Human-driven belonging

“When I moved to the U.S. to study, I moved to Florida. I was all by myself. What was surprising was how [many people] didn’t like people coming from outside the country. Those are the times when I didn’t feel like I belonged in this country. Impostor syndrome happens anytime I’m in a new meeting with a new set of people I don’t know. [I think,] ‘These people are really awesome, they’re so talented, [but] I don’t think I’m in the right room.’ A lot of times students that I mentor, the people I work with, I tell them, ‘This is impostor syndrome. If you are feeling it right now, talk about it. It’s okay to expose your vulnerabilities. You need a lot of strength to show your abilities. Only with that recognition would you be able to move past it, and there are people around to help us with it.’ That’s what I’ve come to realize: if I have a lot of friends and mentors in the industry who’ve helped me through those feelings, that’s the only way things can get better.”

AI-driven belonging

“The underlying foundation for building any AI system is the data behind it. It is very crucial to understand the sort of biases and prejudices that go inside that data. That’s what the AI is going to be trained off of. We’ve seen so many instances where you have a model that is built off of data that we almost never understand the basis of, and then years later we tend to go back and say, ‘OK, now we know why this happened.’ [We must] have systems in place for AI engineers, specifically people who build the data, build the models, [who must] be able to understand the biases in the underlying data. We all have our own biases; we [all] have preconceived notions, and those tend to impact our daily lives. The way we look at data, the way we build models, all of that comes into factor. Who’s considering … all the biases that come with [those developing the models and tools]?
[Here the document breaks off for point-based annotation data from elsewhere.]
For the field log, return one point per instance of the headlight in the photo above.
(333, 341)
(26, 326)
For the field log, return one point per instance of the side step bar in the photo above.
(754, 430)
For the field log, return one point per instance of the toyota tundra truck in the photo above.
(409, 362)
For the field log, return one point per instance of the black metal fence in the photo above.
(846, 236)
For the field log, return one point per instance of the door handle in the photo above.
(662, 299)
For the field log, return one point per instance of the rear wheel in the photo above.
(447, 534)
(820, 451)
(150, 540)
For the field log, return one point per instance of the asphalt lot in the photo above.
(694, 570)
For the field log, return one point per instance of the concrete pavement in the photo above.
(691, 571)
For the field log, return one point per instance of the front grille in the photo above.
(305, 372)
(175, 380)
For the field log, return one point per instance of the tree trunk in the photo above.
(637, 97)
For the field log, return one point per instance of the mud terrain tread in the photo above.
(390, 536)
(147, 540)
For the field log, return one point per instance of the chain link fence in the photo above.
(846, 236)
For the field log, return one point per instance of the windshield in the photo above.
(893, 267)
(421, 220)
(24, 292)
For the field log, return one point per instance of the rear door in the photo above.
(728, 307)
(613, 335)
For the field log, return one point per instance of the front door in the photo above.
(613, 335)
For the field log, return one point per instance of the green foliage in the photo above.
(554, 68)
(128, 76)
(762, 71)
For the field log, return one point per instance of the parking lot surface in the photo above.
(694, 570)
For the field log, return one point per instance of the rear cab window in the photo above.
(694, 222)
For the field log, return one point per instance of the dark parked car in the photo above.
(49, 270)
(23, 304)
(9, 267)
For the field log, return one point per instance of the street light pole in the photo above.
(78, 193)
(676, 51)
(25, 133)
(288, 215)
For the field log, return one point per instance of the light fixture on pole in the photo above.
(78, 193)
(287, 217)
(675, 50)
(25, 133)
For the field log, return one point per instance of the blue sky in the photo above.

AI vs. Human-driven belonging

My answer is always collaboration. They say, ‘AI is only a tool.’ And it should be ultimately humans who make decisions based on what they’re impacting. You can use AI very heavily. AI can be very insightful. I’ve seen that myself. I’ve built solutions where AI provides insights. AI-driven insight is a big deal in the industry today, and AI is very powerful in giving you those insights. But then, the decision making should be human-led and democratized.